All this is not a simple matter, which is why I endlessly turn it over in my mind. After all, I’ve written a piece of music called They Who Hunger and another called They That Mourn, the latter in memoriam 9/11. I suppose what I believe is that a response to suffering or evil that boils up from inside an artist is an authentic work. It’s artists responding to the world by doing what they do. All the same, to make a protest meaningful you still have to write well, or paint or compose well. Picasso’s response to evil is immortal because it’s a great painting by a great artist, not because of the protest, which is intentionally so simple a child can understand it.

If Mozart had not run away during my exposition of the painting, I’d explain to him that my country is living with encroaching threats of the kind that emanate from a rot at the top. And artists haven’t been responding to it with the full force of art, as Picasso did immediately after learning about the bombing of Guernica. Maybe somebody will slather a political slogan across a cardboard box or make a digital screen crawl of it—I’ve seen both—and the political message will be the entire point. The easy, lazy point. Picasso labored at white heat for a month on Guernica, revising it again and again (there are photos of the process), because he insisted it must work not just as statement but as art. Surely that’s why Guernica is one of the mightiest works of its kind.

Here’s another example of what I mean. I once heard on radio a series of revisions Henry Thoreau made to a line in Walden. It began with an observation in his journal, after a party. I don’t remember the exact words, but it was something like, “I noticed that most of the people there put on a convivial face, but it was clear that none of them were really happy in the least, yet they never talk about it.” Then he began working on the idea. As I remember there are nine surviving drafts of it. What he ended up with is one of the most famous phrases in the language, and one of the most tragically wise: “The mass of men live lives of quiet desperation.” That phrase does not say anything the first version didn’t, but it says it once and for all. We spend our lives learning its truth. And remember what Picasso said: “Art is a lie that shows us the truth.”

Art done well has tremendous power, political and emotional, but there’s not enough of that around these days. Artists of our time, as far as I’ve seen anyway, have been useless at fighting the malaise of our time, the growing human cost, the rot of corruption and lies—lies that are intended to destroy the truth. At least the U.S. is not Nazi Germany yet. We won’t routinely be killed for telling the truth—not yet.

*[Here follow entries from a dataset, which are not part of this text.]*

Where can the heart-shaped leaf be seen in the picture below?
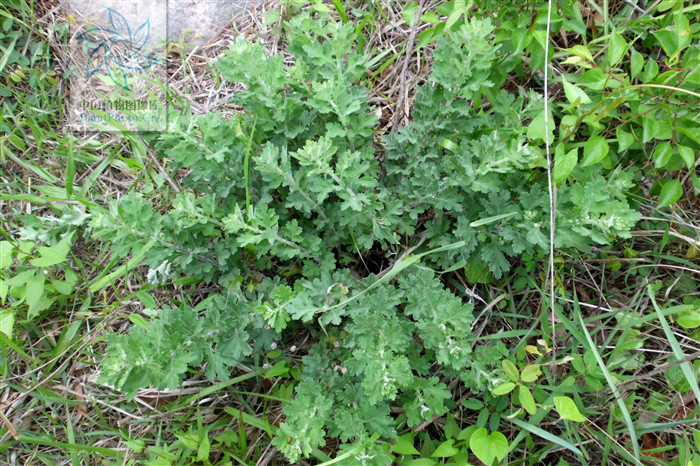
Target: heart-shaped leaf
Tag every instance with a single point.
(595, 150)
(567, 409)
(445, 450)
(670, 193)
(488, 447)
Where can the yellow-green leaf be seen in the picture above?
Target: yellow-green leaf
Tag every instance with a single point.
(567, 409)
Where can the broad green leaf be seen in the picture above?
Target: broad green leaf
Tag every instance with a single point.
(503, 389)
(593, 79)
(650, 71)
(488, 447)
(624, 139)
(530, 373)
(536, 129)
(420, 462)
(595, 150)
(203, 450)
(567, 409)
(581, 51)
(510, 370)
(650, 128)
(5, 254)
(670, 193)
(62, 287)
(404, 445)
(636, 63)
(526, 399)
(681, 26)
(445, 450)
(668, 40)
(7, 322)
(688, 156)
(575, 93)
(564, 163)
(616, 48)
(662, 154)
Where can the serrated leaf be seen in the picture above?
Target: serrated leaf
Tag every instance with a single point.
(49, 256)
(595, 150)
(564, 163)
(536, 128)
(575, 93)
(670, 193)
(567, 409)
(488, 447)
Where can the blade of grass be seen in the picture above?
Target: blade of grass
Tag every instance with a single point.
(70, 446)
(70, 172)
(677, 350)
(611, 383)
(546, 435)
(103, 280)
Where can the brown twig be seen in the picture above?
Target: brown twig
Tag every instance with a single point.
(403, 92)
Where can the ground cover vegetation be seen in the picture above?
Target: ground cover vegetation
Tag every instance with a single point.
(341, 252)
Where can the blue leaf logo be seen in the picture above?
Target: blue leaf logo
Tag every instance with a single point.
(117, 50)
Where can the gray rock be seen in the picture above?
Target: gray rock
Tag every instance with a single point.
(194, 21)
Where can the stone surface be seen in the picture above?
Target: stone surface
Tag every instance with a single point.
(198, 20)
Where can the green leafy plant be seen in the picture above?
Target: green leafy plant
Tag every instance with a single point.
(283, 204)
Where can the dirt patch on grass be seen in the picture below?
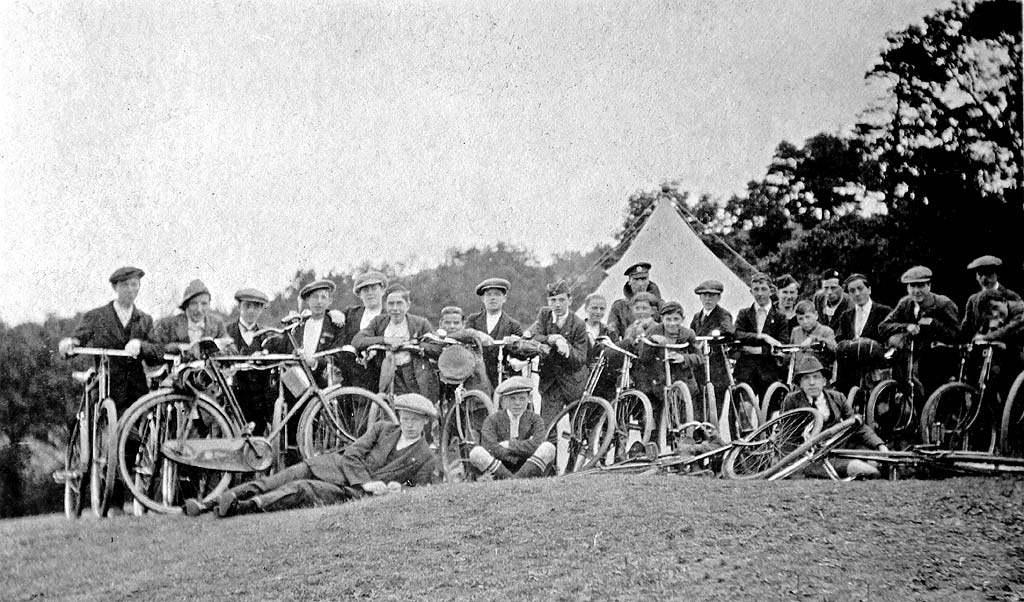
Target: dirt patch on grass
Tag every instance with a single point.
(600, 538)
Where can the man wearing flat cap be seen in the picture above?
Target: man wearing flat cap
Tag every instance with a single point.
(986, 272)
(812, 379)
(179, 332)
(512, 439)
(120, 325)
(387, 458)
(639, 282)
(255, 390)
(830, 302)
(369, 287)
(929, 318)
(713, 317)
(563, 371)
(494, 321)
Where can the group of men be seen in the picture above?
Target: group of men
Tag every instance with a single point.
(837, 321)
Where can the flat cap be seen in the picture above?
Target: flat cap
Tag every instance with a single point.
(123, 273)
(710, 287)
(499, 284)
(416, 403)
(985, 261)
(808, 364)
(559, 288)
(916, 275)
(514, 385)
(195, 289)
(638, 269)
(252, 295)
(316, 286)
(672, 307)
(371, 277)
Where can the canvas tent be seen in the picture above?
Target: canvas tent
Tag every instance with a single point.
(679, 261)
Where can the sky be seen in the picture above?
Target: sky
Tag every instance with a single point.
(238, 142)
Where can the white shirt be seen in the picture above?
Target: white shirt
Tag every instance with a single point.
(123, 314)
(761, 313)
(368, 316)
(493, 321)
(860, 317)
(310, 334)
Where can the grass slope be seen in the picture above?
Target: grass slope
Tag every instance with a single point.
(596, 538)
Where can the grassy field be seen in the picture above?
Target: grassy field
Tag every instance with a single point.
(593, 538)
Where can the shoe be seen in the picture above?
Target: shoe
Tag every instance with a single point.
(196, 507)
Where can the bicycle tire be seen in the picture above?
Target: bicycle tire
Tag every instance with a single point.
(758, 455)
(814, 449)
(1012, 425)
(76, 470)
(461, 429)
(356, 409)
(950, 420)
(634, 421)
(772, 400)
(589, 432)
(157, 482)
(739, 401)
(103, 469)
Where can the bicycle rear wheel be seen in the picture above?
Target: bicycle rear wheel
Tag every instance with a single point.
(759, 455)
(103, 472)
(355, 410)
(76, 469)
(460, 431)
(587, 427)
(157, 482)
(1012, 427)
(955, 418)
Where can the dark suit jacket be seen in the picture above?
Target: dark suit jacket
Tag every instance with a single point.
(173, 330)
(972, 316)
(506, 327)
(562, 378)
(374, 335)
(373, 458)
(101, 328)
(497, 428)
(944, 328)
(839, 410)
(845, 327)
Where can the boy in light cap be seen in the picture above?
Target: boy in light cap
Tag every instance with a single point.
(512, 439)
(384, 460)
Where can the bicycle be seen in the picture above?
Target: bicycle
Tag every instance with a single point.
(193, 436)
(90, 446)
(962, 416)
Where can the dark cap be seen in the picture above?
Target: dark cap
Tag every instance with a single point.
(637, 269)
(316, 286)
(710, 287)
(123, 273)
(515, 384)
(559, 288)
(252, 295)
(986, 262)
(916, 275)
(369, 278)
(195, 289)
(498, 284)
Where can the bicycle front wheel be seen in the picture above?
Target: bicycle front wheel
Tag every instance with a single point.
(953, 418)
(156, 481)
(103, 472)
(759, 455)
(587, 428)
(461, 430)
(1012, 427)
(344, 415)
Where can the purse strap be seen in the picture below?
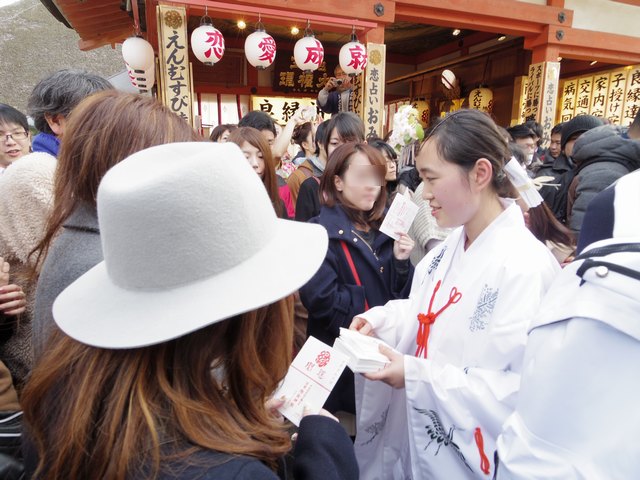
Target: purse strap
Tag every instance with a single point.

All this would surely be too much for Mozart. He would first have to understand a new scale of evil, then refashion his conceptions of art to deal with it. It would likely be too much, even for him. But we have the knowledge and the means, the technique to respond to psychological and physical violence. Yet we mostly complain instead of create. Visual art these days is more a matter of fashion and money than anything else. What’s our excuse?

These thoughts, standing in front of a devastating painting in Madrid.